NABVENTURES will also be deepening the usage of tech and data analytics at TenderCuts in order to get superior customer insights and to smoothen the operational and financial processes followed at the company.

Furthermore, TenderCuts can get access to debt capital from NABARD’s network of banks and [non-bank financial institutions] which will ensure lower equity dilution in future rounds.

AFN: How is TenderCuts differentiated from other competitors in the on-demand fresh meat space? What is their unique selling point?

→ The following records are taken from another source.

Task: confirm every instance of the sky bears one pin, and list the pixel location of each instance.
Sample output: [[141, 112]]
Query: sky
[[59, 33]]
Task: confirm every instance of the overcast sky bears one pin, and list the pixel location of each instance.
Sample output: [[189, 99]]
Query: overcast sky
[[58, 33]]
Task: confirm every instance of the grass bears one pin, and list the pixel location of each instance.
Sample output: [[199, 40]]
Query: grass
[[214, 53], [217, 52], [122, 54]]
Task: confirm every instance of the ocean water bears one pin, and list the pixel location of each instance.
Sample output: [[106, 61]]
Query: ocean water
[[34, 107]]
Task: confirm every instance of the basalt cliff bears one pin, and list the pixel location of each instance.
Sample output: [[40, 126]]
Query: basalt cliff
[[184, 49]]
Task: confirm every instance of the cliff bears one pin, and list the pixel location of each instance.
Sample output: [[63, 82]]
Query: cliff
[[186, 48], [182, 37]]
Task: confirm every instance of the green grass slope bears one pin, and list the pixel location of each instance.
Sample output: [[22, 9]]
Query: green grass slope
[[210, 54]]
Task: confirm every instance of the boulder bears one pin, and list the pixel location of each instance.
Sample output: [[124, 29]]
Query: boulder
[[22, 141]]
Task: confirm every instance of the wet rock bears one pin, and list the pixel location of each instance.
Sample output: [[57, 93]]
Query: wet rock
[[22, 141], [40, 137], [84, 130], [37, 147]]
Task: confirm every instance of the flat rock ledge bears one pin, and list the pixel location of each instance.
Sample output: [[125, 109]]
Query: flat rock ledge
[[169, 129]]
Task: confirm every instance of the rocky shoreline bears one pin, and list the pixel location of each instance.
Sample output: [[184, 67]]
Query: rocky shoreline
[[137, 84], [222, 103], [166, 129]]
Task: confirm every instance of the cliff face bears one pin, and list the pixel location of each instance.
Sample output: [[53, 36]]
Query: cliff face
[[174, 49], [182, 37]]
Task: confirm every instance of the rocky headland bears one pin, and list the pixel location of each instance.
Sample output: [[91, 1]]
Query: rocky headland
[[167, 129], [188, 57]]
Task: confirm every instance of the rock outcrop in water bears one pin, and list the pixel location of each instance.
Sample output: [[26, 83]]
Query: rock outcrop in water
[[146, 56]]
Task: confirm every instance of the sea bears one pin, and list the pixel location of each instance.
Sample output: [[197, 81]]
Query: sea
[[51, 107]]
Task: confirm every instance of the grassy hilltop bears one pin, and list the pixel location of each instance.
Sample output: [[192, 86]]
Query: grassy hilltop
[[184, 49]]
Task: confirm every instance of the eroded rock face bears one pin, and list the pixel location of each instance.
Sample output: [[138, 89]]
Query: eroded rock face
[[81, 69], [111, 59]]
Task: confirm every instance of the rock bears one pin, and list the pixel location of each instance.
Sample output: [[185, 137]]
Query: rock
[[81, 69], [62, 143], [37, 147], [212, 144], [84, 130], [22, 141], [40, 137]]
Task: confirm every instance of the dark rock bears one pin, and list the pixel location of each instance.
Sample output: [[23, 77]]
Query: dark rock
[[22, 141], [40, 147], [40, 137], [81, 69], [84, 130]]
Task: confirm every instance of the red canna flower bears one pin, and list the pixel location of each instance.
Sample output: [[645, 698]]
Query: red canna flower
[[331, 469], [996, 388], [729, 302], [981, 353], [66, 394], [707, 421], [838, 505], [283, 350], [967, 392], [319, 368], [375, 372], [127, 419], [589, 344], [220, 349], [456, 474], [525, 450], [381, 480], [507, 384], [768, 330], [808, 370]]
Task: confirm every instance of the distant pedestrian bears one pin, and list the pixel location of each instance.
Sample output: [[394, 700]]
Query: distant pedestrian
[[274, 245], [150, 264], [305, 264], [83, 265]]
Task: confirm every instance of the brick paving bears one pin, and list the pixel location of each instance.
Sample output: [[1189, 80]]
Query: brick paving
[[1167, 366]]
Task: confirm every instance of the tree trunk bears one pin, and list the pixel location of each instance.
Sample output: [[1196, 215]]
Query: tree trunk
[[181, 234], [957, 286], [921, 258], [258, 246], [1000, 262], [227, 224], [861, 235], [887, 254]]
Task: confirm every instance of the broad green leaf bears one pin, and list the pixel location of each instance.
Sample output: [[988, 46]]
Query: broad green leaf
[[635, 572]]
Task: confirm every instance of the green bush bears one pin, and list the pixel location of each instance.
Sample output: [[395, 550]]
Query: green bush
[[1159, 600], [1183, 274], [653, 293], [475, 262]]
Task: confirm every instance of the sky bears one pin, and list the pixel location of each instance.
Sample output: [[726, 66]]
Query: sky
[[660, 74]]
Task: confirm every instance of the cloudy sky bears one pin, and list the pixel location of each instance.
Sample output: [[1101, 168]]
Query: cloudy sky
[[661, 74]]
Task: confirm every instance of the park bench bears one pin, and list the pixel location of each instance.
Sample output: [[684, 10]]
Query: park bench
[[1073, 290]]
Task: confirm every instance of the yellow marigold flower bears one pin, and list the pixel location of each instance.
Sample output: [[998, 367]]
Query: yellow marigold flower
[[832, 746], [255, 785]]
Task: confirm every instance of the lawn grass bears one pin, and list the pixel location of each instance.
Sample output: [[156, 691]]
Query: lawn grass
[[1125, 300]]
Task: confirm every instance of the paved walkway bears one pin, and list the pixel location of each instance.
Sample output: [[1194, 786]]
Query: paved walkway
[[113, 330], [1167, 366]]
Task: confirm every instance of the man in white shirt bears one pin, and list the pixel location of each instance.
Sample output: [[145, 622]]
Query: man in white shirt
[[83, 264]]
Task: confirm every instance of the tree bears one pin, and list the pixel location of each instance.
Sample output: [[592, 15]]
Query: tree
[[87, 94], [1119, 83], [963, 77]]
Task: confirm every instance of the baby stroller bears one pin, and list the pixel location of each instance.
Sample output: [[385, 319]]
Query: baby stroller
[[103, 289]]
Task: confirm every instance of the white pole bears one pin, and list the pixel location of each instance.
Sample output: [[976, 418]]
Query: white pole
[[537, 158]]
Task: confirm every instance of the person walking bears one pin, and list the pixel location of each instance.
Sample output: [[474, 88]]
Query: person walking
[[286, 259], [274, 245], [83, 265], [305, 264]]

RR: TenderCuts is India’s only meat brand with an omnichannel presence. Unlike other players, providing freshly cut and hygienically packed meat is what makes TenderCuts unique. The meat at TenderCuts is always stored and transported in a temperature between 0–4 degrees Celsius, using ice gel pad technology. It provides customers with chilled meat which is freshly cut and packed only after the order is placed by customers.

Having retail outlets in different parts of the city also distinguishes TenderCuts from the other players in the industry. The merit of the omnichannel business model is reflected in the lowest CAC [customer acquisition cost] in the branded meat business, at less than ₹100 ($1.37) which is 15% of its competitors’ CAC.

It is the only organized meat brand in India to offer farm-fresh meat to the customers with 120 minutes of the first cut. The business has a high reliance on technology to monitor and optimize its supply chain and ensure customer satisfaction. The brand has served 3 million orders, with an average order value of ₹700 ($9.60).

The butchers at TenderCuts are well trained and certified, [and] use only approved food-grade knives and equipment.

One other major USP is the ‘farm-to-fork’ culture followed at TenderCuts. Livestock is generally processed following the halal method in a highly hygienic environment following 100% WHO and FSSAI standards.